CO2 emissions are at a low point in the United States right now, but remain high globally. Photo from blogs.scientificamerican.com.

CO2 emissions are at a low point in the United States right now, but remain high globally. Photo from blogs.scientificamerican.com.

According to a report from the U.S. Energy Information Administration (EIA), a branch of the Department of Energy, the United States’ carbon dioxide (CO2, a greenhouse gas that traps heat in the atmosphere) emissions were at its lowest last year since 1994.

The peak for metric tons of CO2 emitted from coal, natural gas and oil consumption was 6 million metric tons in 2007. Last year, the consumption dropped to 5.3 million.

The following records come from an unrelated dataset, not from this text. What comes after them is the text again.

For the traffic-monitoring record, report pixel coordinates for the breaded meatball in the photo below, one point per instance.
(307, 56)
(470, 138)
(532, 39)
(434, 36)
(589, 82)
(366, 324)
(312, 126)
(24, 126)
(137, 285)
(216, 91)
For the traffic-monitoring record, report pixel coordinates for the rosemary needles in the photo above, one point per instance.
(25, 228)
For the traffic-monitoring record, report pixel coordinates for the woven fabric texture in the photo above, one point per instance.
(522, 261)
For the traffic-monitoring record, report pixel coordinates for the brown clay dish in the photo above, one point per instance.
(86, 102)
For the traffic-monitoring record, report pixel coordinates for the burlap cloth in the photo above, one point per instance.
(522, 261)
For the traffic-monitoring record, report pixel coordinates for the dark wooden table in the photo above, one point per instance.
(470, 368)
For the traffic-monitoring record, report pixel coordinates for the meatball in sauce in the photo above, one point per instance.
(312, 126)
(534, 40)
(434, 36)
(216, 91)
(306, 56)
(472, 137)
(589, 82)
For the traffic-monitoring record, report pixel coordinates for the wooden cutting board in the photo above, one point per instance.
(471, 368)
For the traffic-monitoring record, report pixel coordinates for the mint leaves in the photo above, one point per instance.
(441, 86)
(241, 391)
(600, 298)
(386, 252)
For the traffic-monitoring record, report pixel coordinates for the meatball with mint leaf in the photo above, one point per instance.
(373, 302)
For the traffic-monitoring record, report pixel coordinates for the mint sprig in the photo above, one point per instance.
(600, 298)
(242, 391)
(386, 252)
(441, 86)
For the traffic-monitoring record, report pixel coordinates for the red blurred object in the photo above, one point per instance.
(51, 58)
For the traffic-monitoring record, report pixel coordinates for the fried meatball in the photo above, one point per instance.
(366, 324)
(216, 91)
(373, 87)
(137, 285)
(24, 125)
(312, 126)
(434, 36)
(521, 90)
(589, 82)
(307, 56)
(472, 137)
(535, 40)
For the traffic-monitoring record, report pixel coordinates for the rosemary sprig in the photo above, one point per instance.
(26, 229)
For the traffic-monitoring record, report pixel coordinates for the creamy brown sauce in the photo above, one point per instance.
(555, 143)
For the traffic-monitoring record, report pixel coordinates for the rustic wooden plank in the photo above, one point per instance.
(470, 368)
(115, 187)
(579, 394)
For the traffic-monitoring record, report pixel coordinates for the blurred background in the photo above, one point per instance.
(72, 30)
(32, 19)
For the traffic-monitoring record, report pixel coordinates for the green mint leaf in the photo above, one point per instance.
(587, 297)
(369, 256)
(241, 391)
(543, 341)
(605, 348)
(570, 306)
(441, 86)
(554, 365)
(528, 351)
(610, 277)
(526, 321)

According to an article from the the Environmental News Network, “the EIA cited increased use of natural gas and falling consumption of coal as the primary reason for the drop in emissions of the greenhouse gas.”

Conservation efforts, the lagging economy and the greater use of reusable energy have also helped lower the emissions.

The world’s leading climate researchers did not see this change coming, according to a Huffington Post article. This change was sparked by “market forces” and not government action.

But, other parts of the world are still struggling. Coal and energy continue to grow quickly, especially in China. Globally, the CO2 levels are still rising.

Michael Mann, the director of the Earth System Science Center at Penn State University, said he is cautiously optimistic about this change. He added that “ultimately people follow their wallets’ on global warming.”